The call comes as the Scottish Parliament returns from its summer break and after a devastating report this week from the National Children’s Bureau. The report, published as the children’s charity marks its 50th birthday, found that as many as 1.5 million more children are growing up in poverty today than in 1973.
Entitled Great Expectations, the study used data from a ground breaking national cohort investigation published in 1973 to compare the lives of children then with those of children growing up in the UK today. As well as the increased number of children living in poverty they found that children living in deprived areas were much more likely to be obese or to be the victim of unintentional accident/injury in the home.
The earlier 1973 report found a clear relationship between growing up in disadvantaged circumstances and reduced attainment in later life.

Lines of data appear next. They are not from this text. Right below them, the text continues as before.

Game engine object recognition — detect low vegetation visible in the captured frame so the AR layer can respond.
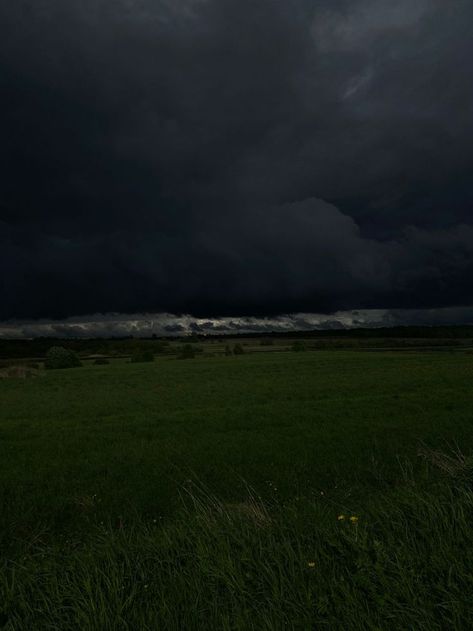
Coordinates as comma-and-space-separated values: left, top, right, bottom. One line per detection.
44, 346, 82, 370
0, 345, 473, 631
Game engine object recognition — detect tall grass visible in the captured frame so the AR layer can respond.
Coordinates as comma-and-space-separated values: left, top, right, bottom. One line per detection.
0, 454, 473, 631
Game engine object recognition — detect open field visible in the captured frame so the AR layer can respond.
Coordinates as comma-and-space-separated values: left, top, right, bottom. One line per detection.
0, 345, 473, 630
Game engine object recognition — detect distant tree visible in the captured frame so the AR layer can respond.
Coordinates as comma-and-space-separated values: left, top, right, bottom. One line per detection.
130, 351, 154, 364
44, 346, 82, 370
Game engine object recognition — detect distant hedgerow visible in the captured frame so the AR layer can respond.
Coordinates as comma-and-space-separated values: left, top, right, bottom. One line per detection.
44, 346, 82, 370
130, 351, 154, 364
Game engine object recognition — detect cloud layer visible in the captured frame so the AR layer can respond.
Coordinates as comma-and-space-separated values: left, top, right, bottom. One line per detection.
0, 0, 473, 320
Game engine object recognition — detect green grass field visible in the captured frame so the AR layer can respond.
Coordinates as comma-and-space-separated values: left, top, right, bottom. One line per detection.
0, 351, 473, 631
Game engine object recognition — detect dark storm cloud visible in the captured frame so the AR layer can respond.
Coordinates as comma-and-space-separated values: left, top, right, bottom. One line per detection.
0, 0, 473, 320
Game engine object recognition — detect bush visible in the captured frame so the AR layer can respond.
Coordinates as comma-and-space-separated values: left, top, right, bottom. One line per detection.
94, 357, 110, 366
177, 344, 195, 359
130, 351, 154, 364
44, 346, 82, 370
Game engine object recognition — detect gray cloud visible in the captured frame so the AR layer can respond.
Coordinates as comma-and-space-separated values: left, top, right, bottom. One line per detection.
0, 0, 473, 326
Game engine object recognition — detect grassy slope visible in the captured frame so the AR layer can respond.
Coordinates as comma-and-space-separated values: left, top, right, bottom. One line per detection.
0, 352, 473, 526
0, 352, 473, 631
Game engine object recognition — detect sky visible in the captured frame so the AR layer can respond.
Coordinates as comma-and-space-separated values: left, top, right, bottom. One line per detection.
0, 0, 473, 335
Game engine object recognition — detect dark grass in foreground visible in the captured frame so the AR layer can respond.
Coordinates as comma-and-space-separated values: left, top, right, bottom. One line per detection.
0, 455, 473, 631
0, 352, 473, 631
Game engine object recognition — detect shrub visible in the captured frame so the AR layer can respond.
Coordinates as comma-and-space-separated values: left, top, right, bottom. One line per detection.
130, 351, 154, 364
177, 344, 195, 359
44, 346, 82, 370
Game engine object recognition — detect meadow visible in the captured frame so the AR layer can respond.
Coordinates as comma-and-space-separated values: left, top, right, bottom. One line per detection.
0, 347, 473, 631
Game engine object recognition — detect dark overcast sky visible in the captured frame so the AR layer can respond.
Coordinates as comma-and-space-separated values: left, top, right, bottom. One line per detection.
0, 0, 473, 320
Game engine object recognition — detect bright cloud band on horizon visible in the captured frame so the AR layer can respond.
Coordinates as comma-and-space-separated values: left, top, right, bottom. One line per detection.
0, 307, 473, 339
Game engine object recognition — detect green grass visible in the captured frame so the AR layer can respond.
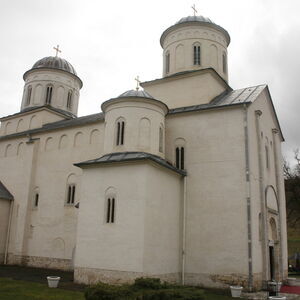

The Bureau's Chief Executive Dr Hilary Emery commented on the findings saying:
“Our analysis shows that despite some improvements, the inequality and disadvantage suffered by poorer children 50 years ago still persists today. There is a real risk that as a nation we are sleep walking into a world where children grow up in a state of social apartheid, with poor children destined to experience hardship and disadvantage just by accident of birth, and their more affluent peers unaware of their existence.”
Commenting, SNP MSP Annabelle Ewing said:
“The stark figures in this report on the failure of the UK to tackle child poverty and inequality are a serious challenge to those anti-independence politicians who continue to argue that Scotland should not have the powers over taxation and welfare that are needed to properly address inequality.
“This report sets out the reality for many people of decisions being made at Westminster. Despite Scotland being a wealthy and resource-rich country, the UK remains one of the most unequal societies in the developed world, and has been for some time - no matter which party is in Government at Westminster.
“The decision-making powers devolved to Scotland through the Scottish Parliament have been used wisely to make Scotland a better place to live, to improve opportunities for those looking for work or training, to ensure support for our elderly, for young parents and for those in need of a home. But until Scotland gains full control of its own finances, and is able to develop our own system of welfare, benefits and taxation, we will continue to be at the mercy of decisions taken remotely that limit our ability to do the best we can.
“The No campaign simply cannot explain why Scotland should not make the decisions over welfare and taxation that would enable us to take the action we need to deliver growth, improve living standards and tackle inequality.
“As this report shows, the status quo simply isn’t good enough and the no campaign are offering nothing that would allow Scots to change the situation.
"Scotland is a wealthy country, and only a Yes vote in next year’s independence referendum puts Scotland’s future in Scotland’s hands – giving us the economic powers that we badly need to help us build a fairer, more prosperous society.”